What is the call to action? It is a new social movement that we call ‘employee activism’ that generates extensive internal and external benefits. While deep engagement on the whole is weak, the good news is that the workforce is multi-dimensional. Some employees make their engagement visible, defend their employers from criticism and behave as active advocates, online and off. We call these employees ‘activists’ and they comprise over a fifth of the workforce. Employers can’t afford to miss the open window of opportunity to lean in and capitalise on this movement that will only increase in the years ahead.

There are a number of factors that drive employee activism. Organisational leadership is most important for influencing employee activism, from making the company an employer of choice to building a reputation of trustworthiness and demonstrating that it listens and responds to employees. This, however, is not to the exclusion of other organisational activities and characteristics which have significant roles as well.

The HR performance review - by employees

We asked respondents to rate their employers on a series of 29 attitudinal statements covering a wide range of organisational qualities.
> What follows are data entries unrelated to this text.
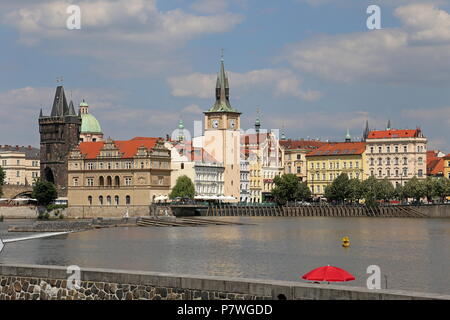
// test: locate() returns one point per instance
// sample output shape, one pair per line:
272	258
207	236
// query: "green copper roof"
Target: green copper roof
222	103
89	124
None of the 29 statements generated glowing ratings – the highest rating was given by 42% of employees for ‘knowing enough to explain to others what my employer does’. 

As part of this list, we asked employees what they felt about their employer’s HR/employee development activities using the following statements: 

  • ‘My employer has a clear code of conduct’ (36%)
  • ‘My employer provides a safe working environment’ (34%)
  • ‘My employer conducts regular performance reviews’ (33%)
  • ‘My employer treats all employees fairly regardless of their race, gender, age, sexual orientation or cultural differences’ (32%)
  • ‘My employer provides me with the training and resources I need to do my job well’ (27%)
  • ‘I have many opportunities to grow and learn at my employer’ (26%)
  • ‘My employer pays employees fairly’ (24%)

Of these HR attributes evaluated, four surpassed the overall engagement average of 30%. A relatively steep drop comes with provisions of training and resources, opportunities for growth and fair pay.

HR’s driving influence

Some of these issues weigh more heavily than others for driving employee activism. Our study used regression analysis to determine how much each statement was correlated with the likelihood for activism. Among these factors, the two that are responsible for positively impacting activism are training and resources and opportunities to grow and learn. For an employee activism program to be effective, HR leaders should focus on improving the perceptions of these two critical employee experiences.

Prioritising the factors for driving employee activism does not mean excluding the other factors in the list above. In fact, one particular segment of employees is small in size (11%) but outspoken when something seems amiss in the workplace. This group, the ‘re-activists’ or ‘whistleblowers’ are more critical than the average global employee of their employer’s fair treatment of employees, workplace safety and code of conduct. HR leaders take note: approximately two-thirds of this group post messages, pictures or videos about their employer or work online, so they have an amplified voice. Ensure basic workplace standards are adhered to and don’t be shy about flaunting any ‘best places to work’ accolades as reinforcement of your commitment to being an engaged employer! 

Employees will continue to rise to new heights of influence and are quickly becoming one of an organisation’s strongest assets. To ensure they define brand and reputation in the most authentic light and win support during the tough times as well as the easier ones, employers need to provide a culture of trust that is rooted at the leadership level and reflected in HR and Employee Development policies and activities.